* GUATEMALA * * * * * * * * Dick Rutgers *

An ongoing journal of life as a Missionary in Guatemala. It will make you laugh and cry at the same time.

My Photo
Location: Chimaltenango, Guatemala

I work in Guatemala with Hope Haven international and Bethel Ministries. Along with my friends Chris and Donna Mooney and their family, we share the love of Jesus in various ways. Although giving out and maintaining wheelchairs is our primary ministry, we are involved in many other things as well. Building houses, feeding the hungry, providing education to handicapped children in orphanages and villages, and hosting a camp for the handicapped are just a small part of the things that God has given us the privilege of getting involved in. For several years now I have been keeping daily journals. Once a week I try to post new journals and pictures.

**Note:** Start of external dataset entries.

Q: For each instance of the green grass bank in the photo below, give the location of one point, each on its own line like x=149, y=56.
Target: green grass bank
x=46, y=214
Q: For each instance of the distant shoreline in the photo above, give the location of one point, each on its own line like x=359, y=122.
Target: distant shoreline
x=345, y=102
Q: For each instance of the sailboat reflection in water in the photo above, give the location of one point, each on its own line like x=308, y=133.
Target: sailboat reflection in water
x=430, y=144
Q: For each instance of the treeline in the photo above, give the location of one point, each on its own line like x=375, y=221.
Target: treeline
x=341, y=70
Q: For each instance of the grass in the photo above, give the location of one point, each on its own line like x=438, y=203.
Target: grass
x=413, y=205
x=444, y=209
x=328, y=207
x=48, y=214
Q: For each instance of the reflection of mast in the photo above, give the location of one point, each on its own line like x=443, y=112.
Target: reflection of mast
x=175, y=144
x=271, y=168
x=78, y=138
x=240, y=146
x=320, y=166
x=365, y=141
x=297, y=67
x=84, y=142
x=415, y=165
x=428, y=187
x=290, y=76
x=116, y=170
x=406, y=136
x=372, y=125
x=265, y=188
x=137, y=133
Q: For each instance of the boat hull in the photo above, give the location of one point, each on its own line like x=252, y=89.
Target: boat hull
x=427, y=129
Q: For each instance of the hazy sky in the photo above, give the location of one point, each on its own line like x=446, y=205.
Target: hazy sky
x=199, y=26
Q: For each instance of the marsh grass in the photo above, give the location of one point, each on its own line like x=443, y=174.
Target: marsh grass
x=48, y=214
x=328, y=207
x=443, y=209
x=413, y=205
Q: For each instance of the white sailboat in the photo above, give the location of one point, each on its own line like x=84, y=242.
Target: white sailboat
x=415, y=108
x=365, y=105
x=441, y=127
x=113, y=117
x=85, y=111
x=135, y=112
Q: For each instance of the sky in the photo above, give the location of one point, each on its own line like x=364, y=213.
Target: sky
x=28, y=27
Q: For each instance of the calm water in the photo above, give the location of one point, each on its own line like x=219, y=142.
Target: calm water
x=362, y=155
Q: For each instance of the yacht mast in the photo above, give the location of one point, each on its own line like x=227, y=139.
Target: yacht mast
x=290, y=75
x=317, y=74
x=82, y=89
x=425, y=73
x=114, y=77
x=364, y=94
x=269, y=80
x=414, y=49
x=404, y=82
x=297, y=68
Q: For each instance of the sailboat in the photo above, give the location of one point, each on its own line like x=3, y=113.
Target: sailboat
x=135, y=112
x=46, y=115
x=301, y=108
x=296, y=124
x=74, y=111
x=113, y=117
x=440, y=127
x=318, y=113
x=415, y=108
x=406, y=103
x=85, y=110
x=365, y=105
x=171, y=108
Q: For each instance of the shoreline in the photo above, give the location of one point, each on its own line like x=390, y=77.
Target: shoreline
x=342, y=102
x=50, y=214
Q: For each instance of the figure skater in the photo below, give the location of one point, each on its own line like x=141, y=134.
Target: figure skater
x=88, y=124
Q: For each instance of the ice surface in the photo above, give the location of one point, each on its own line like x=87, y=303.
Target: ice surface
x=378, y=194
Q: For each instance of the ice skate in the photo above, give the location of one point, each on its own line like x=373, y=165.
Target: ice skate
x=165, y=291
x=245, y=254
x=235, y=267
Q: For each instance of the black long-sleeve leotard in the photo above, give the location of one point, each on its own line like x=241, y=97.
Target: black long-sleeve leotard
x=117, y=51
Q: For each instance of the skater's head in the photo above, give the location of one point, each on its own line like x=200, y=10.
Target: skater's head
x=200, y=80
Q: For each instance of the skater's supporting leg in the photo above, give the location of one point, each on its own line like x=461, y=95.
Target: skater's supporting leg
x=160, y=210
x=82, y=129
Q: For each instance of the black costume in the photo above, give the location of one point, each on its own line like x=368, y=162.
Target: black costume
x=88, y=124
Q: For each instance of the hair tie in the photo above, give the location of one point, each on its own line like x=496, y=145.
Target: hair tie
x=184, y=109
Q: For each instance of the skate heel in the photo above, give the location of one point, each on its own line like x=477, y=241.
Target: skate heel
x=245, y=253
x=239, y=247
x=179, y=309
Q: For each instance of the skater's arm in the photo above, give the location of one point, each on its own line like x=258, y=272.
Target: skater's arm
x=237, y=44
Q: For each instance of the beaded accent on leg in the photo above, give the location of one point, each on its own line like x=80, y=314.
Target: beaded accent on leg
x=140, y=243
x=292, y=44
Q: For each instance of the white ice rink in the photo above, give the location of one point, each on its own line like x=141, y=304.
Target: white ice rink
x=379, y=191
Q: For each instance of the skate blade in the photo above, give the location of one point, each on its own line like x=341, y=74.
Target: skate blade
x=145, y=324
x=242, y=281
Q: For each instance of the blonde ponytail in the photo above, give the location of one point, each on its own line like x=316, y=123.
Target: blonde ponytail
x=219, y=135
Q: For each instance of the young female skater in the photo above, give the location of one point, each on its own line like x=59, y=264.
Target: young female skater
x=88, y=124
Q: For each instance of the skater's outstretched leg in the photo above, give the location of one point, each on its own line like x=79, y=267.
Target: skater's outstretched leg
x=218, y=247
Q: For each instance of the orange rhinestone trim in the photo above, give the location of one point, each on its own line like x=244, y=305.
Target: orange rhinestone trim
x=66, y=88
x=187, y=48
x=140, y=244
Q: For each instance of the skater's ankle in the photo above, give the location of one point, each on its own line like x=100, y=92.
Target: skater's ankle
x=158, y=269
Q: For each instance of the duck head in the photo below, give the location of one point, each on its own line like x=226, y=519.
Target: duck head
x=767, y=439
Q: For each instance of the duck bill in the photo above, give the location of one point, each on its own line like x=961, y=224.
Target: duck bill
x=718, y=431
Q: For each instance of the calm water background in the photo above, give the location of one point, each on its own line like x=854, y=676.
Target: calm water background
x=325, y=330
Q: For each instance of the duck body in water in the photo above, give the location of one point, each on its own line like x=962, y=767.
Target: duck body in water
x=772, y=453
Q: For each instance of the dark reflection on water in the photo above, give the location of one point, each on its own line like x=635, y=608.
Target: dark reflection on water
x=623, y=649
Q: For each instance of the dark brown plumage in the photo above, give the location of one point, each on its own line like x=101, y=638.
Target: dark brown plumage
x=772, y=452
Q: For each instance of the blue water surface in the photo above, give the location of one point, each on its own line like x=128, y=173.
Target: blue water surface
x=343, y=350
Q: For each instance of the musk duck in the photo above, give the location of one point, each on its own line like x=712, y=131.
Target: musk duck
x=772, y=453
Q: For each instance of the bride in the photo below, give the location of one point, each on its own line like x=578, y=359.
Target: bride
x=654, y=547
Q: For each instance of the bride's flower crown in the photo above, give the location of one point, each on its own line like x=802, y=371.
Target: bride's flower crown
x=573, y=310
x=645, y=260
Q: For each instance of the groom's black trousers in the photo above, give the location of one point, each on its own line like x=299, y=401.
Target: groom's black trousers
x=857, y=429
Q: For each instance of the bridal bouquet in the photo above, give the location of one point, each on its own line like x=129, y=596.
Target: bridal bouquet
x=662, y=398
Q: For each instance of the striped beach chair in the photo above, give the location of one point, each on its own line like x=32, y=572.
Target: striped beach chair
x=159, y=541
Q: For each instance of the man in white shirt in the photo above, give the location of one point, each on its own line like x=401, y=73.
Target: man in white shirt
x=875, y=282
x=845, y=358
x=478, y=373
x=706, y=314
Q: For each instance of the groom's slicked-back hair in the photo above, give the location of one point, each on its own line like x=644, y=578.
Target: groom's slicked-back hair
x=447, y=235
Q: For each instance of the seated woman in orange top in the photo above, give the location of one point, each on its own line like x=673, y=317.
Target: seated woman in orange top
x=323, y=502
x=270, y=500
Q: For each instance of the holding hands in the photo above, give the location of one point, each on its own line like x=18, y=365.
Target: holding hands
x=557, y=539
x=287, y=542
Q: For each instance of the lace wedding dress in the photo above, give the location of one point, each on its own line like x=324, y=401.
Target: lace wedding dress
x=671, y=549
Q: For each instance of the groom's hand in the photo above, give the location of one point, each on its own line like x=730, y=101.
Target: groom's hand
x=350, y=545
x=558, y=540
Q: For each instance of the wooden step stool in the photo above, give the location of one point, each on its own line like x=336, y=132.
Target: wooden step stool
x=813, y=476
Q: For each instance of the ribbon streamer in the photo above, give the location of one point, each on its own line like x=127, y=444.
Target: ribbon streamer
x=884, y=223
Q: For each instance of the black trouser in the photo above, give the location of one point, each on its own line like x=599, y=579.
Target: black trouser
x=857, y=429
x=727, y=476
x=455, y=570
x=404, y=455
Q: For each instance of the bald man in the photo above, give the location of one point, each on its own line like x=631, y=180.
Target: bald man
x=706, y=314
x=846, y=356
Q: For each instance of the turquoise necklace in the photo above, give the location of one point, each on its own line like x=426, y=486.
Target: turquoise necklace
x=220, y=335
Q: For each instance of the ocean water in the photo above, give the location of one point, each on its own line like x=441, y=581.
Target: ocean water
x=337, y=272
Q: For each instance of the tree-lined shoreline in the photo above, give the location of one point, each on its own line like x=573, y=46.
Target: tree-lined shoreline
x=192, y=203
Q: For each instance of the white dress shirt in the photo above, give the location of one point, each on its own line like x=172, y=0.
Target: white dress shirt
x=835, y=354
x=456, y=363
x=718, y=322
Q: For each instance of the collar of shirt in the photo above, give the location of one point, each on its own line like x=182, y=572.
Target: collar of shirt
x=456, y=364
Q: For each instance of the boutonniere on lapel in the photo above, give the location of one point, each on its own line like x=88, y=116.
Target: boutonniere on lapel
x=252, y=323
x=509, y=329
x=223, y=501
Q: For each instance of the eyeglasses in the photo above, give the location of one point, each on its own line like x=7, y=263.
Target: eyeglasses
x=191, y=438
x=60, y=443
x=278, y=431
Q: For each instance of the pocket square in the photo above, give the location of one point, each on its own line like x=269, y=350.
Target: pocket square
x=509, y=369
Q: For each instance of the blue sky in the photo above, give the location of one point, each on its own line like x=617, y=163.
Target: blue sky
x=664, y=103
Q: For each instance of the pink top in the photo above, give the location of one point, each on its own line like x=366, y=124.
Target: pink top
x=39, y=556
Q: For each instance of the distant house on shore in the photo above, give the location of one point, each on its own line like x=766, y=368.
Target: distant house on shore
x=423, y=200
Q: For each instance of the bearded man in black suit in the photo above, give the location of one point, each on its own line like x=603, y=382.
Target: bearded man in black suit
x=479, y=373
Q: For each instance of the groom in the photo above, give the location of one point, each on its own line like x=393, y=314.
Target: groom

My e-mail is dick@dickrutgers.com Guatemala Cell Phone # 502 5379 9451 USA Phone # 360 312 7720(Relays free to Guatemala)

Monday, April 11, 2011

Journal, April 7-11, 2011

Thursday & Friday, April 7 & 8, 2011

For the past 2 days I have been helping out with a Hope Haven wheelchiar distribution in Antigua. During these 2 days we gave out around 30 children's wheelchairs. Most of these chairs were ones that were manufactured in Hope Haven's Antigua wheelchair factory. During this 2 day event many of the factory workers who are themselves in wheelchairs were active in seating those that came in to receive wheelchairs. It was good to see Guatemalan's with disabilities being helped by fellow Guatemalan's who also had disabilities. I am seeing this take place at Bethel Ministries wheelchiar shop in Chimaltenango as well and it is great to witness. It was not that many years ago that only a few of us (all Americans) did specialty seating but that is rapidly changing. Am I worried about working myself out of something to do by helping train these workers? Not as long as there is so much need here in Guatemala. Besides that I think that it should be the responsibility of every missionary to train nationals to take over where ever possible. I am praying that some of my boys can someday do the same in other facets of this ministry. I don't have to worry that I will run out of things to do though because the needs here in Guatemala are endless.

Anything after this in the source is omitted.